Implicações Legais e Políticas
O governo britânico expressou preocupações de que permitir o uso das bases poderia ser interpretado como uma violação do direito internacional, o qual não distingue entre os países que executam ataques e aqueles que os apoiam. Esse entendimento legal é essencial para a política externa britânica, que considera cuidadosamente cada pedido de uso de suas instalações militares por nações estrangeiras.
Diálogo entre Starmer e Trump
Na noite de terça-feira (17), Starmer e Trump mantiveram uma conversa telefônica, onde discutiram temas relacionados à paz no Oriente Médio e na Europa. No entanto, no dia seguinte, Trump se manifestou contra um acordo que transferiria a soberania das Ilhas Chagos, que abriga a base de Diego Garcia, para Maurícia, em troca de um arrendamento de 99 anos.
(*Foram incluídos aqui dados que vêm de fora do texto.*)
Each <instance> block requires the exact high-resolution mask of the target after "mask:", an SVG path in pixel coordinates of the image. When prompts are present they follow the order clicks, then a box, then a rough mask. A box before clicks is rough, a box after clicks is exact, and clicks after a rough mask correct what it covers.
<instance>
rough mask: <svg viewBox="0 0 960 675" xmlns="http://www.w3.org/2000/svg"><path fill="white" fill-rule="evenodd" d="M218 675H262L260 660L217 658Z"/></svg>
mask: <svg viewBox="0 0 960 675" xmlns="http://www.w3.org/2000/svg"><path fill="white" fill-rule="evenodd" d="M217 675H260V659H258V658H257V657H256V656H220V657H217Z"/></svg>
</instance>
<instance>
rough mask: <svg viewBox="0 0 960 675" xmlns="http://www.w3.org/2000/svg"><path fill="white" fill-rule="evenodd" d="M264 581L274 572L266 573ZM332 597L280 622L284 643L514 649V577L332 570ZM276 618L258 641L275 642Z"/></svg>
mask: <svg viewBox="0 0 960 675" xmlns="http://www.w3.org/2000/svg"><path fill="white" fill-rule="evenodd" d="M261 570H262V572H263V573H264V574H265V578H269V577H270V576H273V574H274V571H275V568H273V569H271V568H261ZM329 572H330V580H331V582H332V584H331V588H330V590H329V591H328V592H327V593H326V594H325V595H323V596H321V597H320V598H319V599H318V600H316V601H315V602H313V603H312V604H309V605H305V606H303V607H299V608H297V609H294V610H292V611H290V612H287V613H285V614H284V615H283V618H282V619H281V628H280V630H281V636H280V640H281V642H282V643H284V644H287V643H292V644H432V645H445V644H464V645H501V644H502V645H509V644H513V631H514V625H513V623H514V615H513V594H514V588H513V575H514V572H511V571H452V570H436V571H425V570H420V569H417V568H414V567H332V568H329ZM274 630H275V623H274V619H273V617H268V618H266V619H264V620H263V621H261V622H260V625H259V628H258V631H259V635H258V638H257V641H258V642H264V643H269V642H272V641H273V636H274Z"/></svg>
Histórico das Ilhas Chagos
O histórico das Ilhas Chagos é marcado por tensões diplomáticas, especialmente após a separação das ilhas da Maurícia antes da independência desta última. Essa questão tem gerado uma série de batalhas judiciais, principalmente envolvendo os moradores que foram removidos de suas terras. Em 2019, o Tribunal Internacional de Justiça aconselhou o Reino Unido a devolver as ilhas rapidamente para que pudessem ser descolonizadas.
Mudanças na Posição de Trump
Após inicialmente se manifestar contra o acordo entre Reino Unido e Maurícia, Trump alterou sua posição, classificando o acordo como o ‘melhor’ possível sob as circunstâncias. Contudo, com o aumento das tensões na região e a possibilidade de um ataque ao Irã, Trump criticou Starmer por apoiar o arrendamento das Ilhas Chagos, alegando que isso era um ‘grande erro’.
Reação do Departamento de Estado dos EUA
Em um comunicado recente, o Departamento de Estado dos EUA expressou apoio à decisão do Reino Unido de seguir em frente com o acordo com Maurícia. Essa divergência entre a fala de Trump e o posicionamento oficial do governo americano levantou questionamentos sobre a coesão da política externa dos EUA em relação ao Reino Unido.
Conclusão
A recusa do Reino Unido em permitir o uso de suas bases aéreas por forças americanas em um potencial ataque ao Irã reflete não apenas preocupações legais, mas também questões de soberania e relações diplomáticas complexas. À medida que a situação no Oriente Médio se intensifica, as decisões tomadas por líderes globais terão implicações significativas para a segurança internacional e a política regional.